Spanish and American scientists have discovered that eating a handful of walnuts a day significantly lowers cholesterol levels.
Engraved clay tablets dating from 2,000 B.C. showed walnuts growing in the hanging gardens of Babylon! And the Greeks and Romans treated them as a royal food. The most widely grown variety is the English walnut. I well remember my dad cracking walnuts at Christmastime, when I was a little girl. Add them to your shopping list this week…
I have pumpkin seeds and sunflower seeds on my breakfast each morning. In addition to nuts, cereals and pulses, seeds contain protein. They are a good source of vitamins E and B, and are full of dietary fibre. This is great for keeping the bowels regular.
Seeds make a useful contribution to soups, salads and casseroles. They are also a great snack when you are out and about.
Pumpkin seeds contain iron for healthy blood, magnesium for maintaining healthy cells and zinc for growth and development. Zinc aids the immune system, too.

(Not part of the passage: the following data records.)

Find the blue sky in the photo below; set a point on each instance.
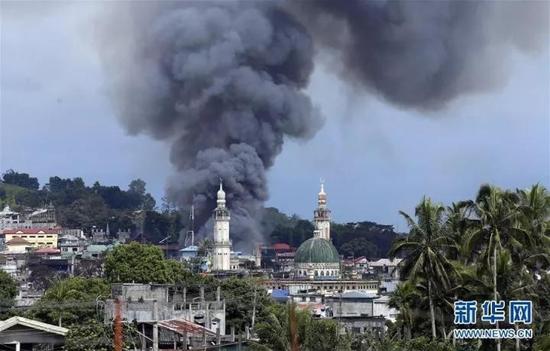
(375, 158)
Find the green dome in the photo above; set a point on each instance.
(317, 250)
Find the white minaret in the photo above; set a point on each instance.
(322, 215)
(222, 246)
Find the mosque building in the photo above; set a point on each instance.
(317, 258)
(221, 252)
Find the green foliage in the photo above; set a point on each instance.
(496, 246)
(239, 296)
(359, 247)
(71, 301)
(141, 263)
(80, 206)
(96, 336)
(8, 290)
(20, 179)
(351, 239)
(281, 322)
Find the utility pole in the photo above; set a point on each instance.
(118, 327)
(254, 308)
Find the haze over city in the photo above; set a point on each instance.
(376, 158)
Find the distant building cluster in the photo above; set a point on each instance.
(354, 291)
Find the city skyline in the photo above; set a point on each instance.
(376, 158)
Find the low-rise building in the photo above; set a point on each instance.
(188, 253)
(36, 237)
(18, 245)
(385, 268)
(71, 245)
(145, 303)
(357, 311)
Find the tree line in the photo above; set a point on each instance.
(495, 247)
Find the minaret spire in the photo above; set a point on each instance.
(322, 214)
(222, 245)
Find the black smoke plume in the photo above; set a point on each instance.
(423, 54)
(223, 81)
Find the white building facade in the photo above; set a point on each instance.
(221, 252)
(321, 215)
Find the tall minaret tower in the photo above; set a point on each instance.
(322, 215)
(222, 246)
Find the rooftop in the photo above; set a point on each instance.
(18, 241)
(32, 231)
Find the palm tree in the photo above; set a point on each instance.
(402, 298)
(534, 207)
(423, 251)
(495, 227)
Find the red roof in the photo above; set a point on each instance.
(47, 250)
(32, 231)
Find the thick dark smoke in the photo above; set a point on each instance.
(223, 81)
(423, 54)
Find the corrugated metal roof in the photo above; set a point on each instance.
(182, 326)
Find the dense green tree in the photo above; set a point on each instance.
(97, 336)
(285, 328)
(71, 301)
(141, 263)
(241, 294)
(20, 179)
(422, 250)
(8, 290)
(359, 247)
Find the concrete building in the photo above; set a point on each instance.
(18, 245)
(358, 311)
(18, 333)
(221, 252)
(71, 245)
(10, 219)
(317, 258)
(146, 303)
(43, 217)
(326, 287)
(188, 253)
(36, 237)
(385, 268)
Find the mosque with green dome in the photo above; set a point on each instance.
(317, 258)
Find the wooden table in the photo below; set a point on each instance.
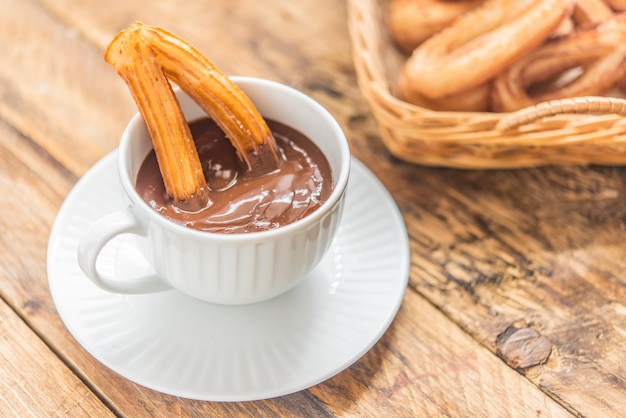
(516, 303)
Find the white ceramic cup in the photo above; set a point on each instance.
(224, 268)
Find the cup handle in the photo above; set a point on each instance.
(92, 243)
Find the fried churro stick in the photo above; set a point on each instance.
(146, 57)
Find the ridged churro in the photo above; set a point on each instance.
(147, 58)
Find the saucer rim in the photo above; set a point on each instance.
(399, 284)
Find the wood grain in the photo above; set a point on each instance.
(541, 249)
(33, 381)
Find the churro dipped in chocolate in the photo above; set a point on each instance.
(147, 58)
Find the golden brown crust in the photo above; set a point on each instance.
(599, 54)
(413, 21)
(146, 57)
(467, 54)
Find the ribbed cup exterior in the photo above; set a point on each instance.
(240, 272)
(249, 267)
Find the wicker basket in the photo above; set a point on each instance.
(586, 130)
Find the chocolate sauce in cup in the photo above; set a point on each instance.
(241, 201)
(218, 267)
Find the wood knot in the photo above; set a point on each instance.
(523, 348)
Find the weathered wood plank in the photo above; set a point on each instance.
(33, 381)
(423, 362)
(536, 248)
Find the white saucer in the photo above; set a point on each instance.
(174, 344)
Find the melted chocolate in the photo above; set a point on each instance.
(240, 200)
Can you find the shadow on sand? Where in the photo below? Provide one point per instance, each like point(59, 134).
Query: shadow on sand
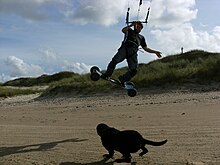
point(4, 151)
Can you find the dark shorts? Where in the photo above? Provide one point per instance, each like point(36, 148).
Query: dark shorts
point(130, 54)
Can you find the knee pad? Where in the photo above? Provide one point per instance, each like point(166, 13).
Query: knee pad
point(133, 72)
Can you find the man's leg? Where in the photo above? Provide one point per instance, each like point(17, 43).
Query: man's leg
point(132, 65)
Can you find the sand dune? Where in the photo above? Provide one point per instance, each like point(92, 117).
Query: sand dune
point(62, 131)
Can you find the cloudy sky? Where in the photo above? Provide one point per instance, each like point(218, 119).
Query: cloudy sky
point(49, 36)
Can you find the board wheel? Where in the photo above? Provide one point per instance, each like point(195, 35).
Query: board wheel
point(95, 76)
point(94, 68)
point(132, 92)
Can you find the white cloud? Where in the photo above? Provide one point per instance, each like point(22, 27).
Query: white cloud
point(105, 12)
point(80, 68)
point(170, 13)
point(185, 36)
point(19, 68)
point(31, 9)
point(48, 55)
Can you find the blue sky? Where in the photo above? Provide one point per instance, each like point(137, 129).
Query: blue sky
point(49, 36)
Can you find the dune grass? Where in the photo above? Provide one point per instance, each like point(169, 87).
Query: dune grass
point(193, 67)
point(10, 92)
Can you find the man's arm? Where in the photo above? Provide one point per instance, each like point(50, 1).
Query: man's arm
point(126, 28)
point(149, 50)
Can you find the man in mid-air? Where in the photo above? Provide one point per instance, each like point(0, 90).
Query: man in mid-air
point(128, 50)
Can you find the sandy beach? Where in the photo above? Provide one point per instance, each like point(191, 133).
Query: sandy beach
point(61, 131)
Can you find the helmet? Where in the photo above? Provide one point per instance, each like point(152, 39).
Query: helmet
point(140, 24)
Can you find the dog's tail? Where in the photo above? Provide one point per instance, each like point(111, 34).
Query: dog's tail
point(153, 143)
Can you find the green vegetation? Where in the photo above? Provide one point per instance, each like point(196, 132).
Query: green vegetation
point(9, 92)
point(42, 80)
point(193, 67)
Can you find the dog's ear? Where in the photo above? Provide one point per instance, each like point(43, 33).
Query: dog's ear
point(100, 128)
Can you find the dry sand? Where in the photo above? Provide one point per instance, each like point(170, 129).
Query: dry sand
point(62, 131)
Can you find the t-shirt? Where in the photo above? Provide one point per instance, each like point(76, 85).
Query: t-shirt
point(134, 39)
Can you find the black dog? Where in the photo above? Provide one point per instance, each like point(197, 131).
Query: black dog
point(125, 142)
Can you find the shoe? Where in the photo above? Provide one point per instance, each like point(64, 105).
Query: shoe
point(104, 76)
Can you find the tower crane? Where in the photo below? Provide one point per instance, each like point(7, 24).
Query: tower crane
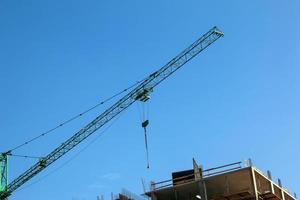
point(139, 93)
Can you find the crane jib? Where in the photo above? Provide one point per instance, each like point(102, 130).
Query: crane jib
point(140, 92)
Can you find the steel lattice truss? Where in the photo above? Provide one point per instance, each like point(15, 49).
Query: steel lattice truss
point(138, 93)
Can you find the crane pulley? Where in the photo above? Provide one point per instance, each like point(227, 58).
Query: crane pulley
point(140, 92)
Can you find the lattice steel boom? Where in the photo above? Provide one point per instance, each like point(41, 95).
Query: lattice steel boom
point(138, 93)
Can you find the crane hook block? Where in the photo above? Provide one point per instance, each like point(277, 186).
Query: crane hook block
point(145, 123)
point(143, 96)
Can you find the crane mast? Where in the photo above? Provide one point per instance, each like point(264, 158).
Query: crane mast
point(140, 92)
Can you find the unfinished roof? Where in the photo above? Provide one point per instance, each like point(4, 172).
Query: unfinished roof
point(228, 182)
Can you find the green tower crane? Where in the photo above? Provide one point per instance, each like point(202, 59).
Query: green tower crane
point(139, 93)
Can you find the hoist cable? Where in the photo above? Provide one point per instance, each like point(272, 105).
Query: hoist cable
point(147, 151)
point(73, 118)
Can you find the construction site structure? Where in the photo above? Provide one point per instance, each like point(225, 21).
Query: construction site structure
point(228, 182)
point(139, 93)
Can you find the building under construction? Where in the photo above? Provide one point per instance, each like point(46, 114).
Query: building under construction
point(228, 182)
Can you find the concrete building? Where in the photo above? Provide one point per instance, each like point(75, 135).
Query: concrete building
point(228, 182)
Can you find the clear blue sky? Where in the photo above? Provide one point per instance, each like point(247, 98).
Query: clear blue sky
point(238, 99)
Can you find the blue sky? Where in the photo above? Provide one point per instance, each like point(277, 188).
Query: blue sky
point(238, 99)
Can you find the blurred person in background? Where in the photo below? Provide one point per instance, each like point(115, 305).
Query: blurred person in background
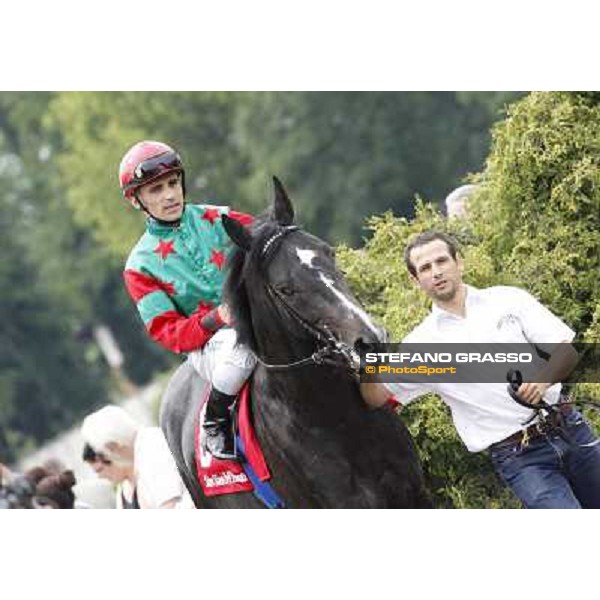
point(134, 458)
point(94, 493)
point(55, 490)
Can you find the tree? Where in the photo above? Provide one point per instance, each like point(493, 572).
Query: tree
point(534, 222)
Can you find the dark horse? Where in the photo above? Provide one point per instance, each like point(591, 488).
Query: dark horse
point(324, 447)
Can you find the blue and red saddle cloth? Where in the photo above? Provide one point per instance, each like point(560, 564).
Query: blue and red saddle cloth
point(250, 474)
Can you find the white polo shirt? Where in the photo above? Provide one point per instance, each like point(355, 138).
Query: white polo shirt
point(484, 413)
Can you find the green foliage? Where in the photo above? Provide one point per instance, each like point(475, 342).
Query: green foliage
point(98, 128)
point(347, 155)
point(534, 222)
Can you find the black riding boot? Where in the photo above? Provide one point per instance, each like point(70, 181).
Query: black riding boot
point(219, 437)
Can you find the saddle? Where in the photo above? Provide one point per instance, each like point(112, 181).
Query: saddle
point(216, 476)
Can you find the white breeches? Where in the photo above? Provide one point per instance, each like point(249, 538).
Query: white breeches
point(224, 362)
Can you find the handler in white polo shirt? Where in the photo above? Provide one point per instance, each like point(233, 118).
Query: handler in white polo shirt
point(543, 469)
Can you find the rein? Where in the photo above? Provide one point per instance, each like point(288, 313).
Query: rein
point(332, 351)
point(549, 415)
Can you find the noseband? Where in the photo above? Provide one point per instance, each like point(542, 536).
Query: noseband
point(331, 351)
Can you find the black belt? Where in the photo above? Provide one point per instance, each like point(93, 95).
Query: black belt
point(535, 430)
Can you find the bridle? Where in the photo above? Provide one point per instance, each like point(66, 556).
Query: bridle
point(330, 350)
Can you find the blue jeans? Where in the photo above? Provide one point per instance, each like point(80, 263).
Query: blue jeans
point(551, 473)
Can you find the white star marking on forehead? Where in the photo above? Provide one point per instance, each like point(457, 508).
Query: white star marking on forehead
point(357, 310)
point(306, 257)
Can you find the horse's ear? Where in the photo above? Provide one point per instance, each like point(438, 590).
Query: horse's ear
point(239, 235)
point(283, 211)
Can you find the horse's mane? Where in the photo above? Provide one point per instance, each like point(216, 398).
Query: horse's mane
point(244, 271)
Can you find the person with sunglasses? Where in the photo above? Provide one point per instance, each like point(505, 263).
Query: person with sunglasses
point(175, 275)
point(133, 457)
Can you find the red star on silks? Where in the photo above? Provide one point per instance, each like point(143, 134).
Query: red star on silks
point(205, 307)
point(165, 248)
point(211, 214)
point(218, 258)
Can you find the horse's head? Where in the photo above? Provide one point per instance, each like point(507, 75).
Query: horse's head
point(282, 278)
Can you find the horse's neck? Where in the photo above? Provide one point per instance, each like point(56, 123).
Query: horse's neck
point(307, 394)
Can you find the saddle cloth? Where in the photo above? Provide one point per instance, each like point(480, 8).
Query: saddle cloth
point(216, 476)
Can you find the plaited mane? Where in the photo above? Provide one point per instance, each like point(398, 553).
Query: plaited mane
point(244, 271)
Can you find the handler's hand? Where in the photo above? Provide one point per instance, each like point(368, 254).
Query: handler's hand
point(224, 314)
point(532, 392)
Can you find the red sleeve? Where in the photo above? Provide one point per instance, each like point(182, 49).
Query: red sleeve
point(179, 333)
point(168, 327)
point(243, 218)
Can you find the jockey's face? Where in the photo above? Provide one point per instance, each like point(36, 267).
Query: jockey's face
point(438, 274)
point(163, 197)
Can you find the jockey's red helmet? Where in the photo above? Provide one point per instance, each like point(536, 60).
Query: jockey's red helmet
point(144, 162)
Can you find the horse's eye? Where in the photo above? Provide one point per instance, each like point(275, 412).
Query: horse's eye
point(286, 290)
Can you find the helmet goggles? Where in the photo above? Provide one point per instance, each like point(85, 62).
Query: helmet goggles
point(154, 167)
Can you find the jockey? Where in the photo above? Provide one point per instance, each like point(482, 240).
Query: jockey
point(175, 275)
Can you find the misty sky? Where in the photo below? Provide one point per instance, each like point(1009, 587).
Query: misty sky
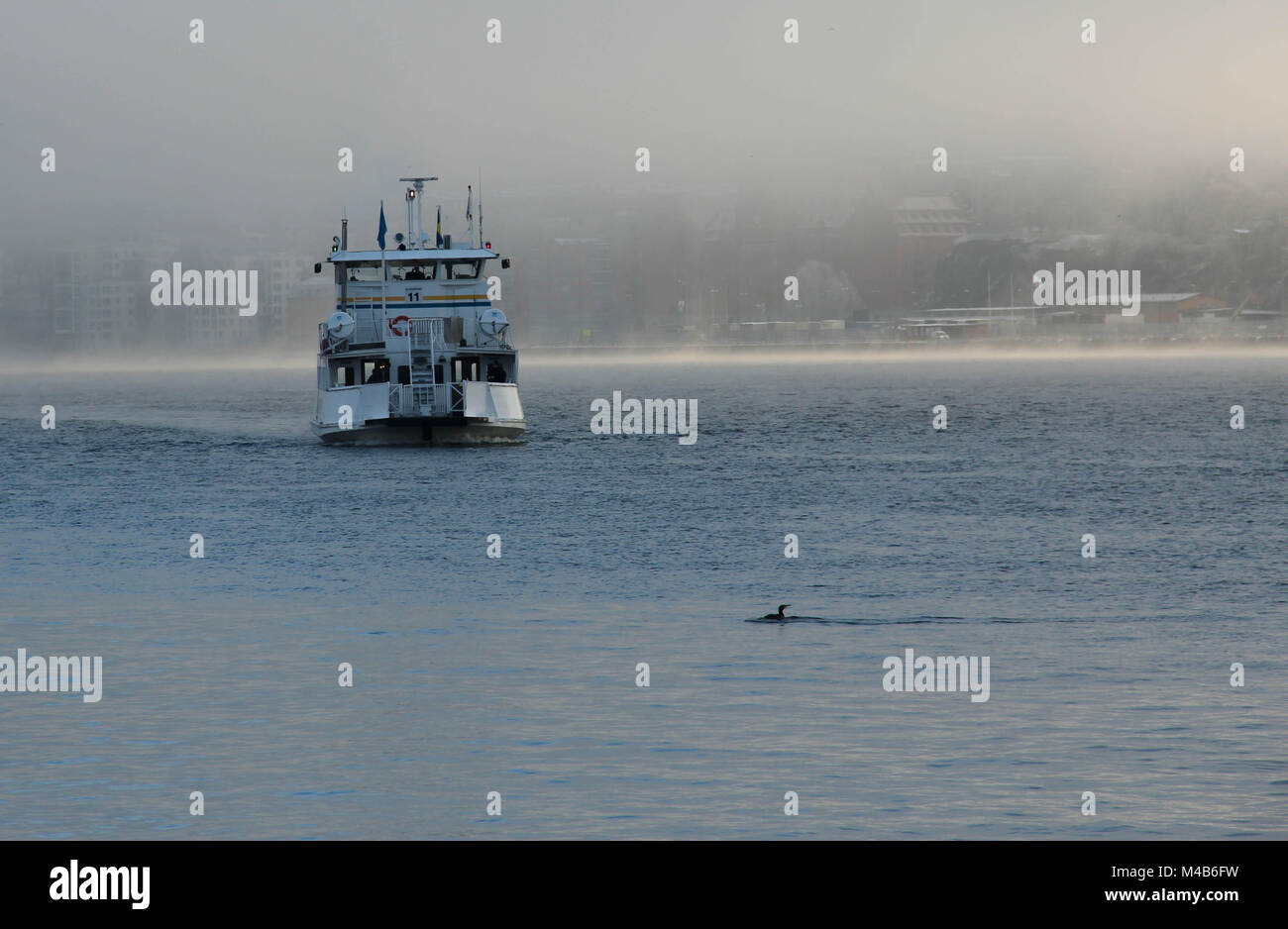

Sunflower seeds are a useful source of vitamin E and an acid known as linoleic. This is necessary for the maintenance of cell membranes.
Sesame seeds contain vitamin E and calcium.
I got into sweet potatoes big-time when we lived in the States. They are very popular in the Caribbean, and date back a long way. Indeed, Columbus brought them to Europe, and you will find them in every supermarket in England now.
Sweet potatoes contain starch, which is energy. They provide some protein, vitamin C, vitamin E and a huge amount of carotenoids, including betacarotene. They are considered to be strong in combating cancer.
Sweet potatoes are delicious in homemade juice. Try combining apple, celery, carrot and sweet potato.
Mashing this delicious vegetable with others, such as ordinary potatoes, parsnips or swede, is a great way to introduce them to children. Get them organically grown if you can.
Rice is the staple food for half the world’s population. It provides energy and protein. It originated in southern Asia and has been cultivated in India and China for 6,500 years.
Rice is used in natural medicine to cure digestive problems. The BRAT diet is enormously helpful for curing bouts of diarrhoea. The B is for bananas, the R is for white rice, the A for apples, and the T for white toast. I had occasion to try this last summer, and it really works!
New research suggests that eating rice bran may reduce the risk of bowel cancer. Certainly it helps to alleviate diverticulitis. I have always believed that brown rice is better for you than white, but too much brown rice can inhibit the absorption of calcium and iron.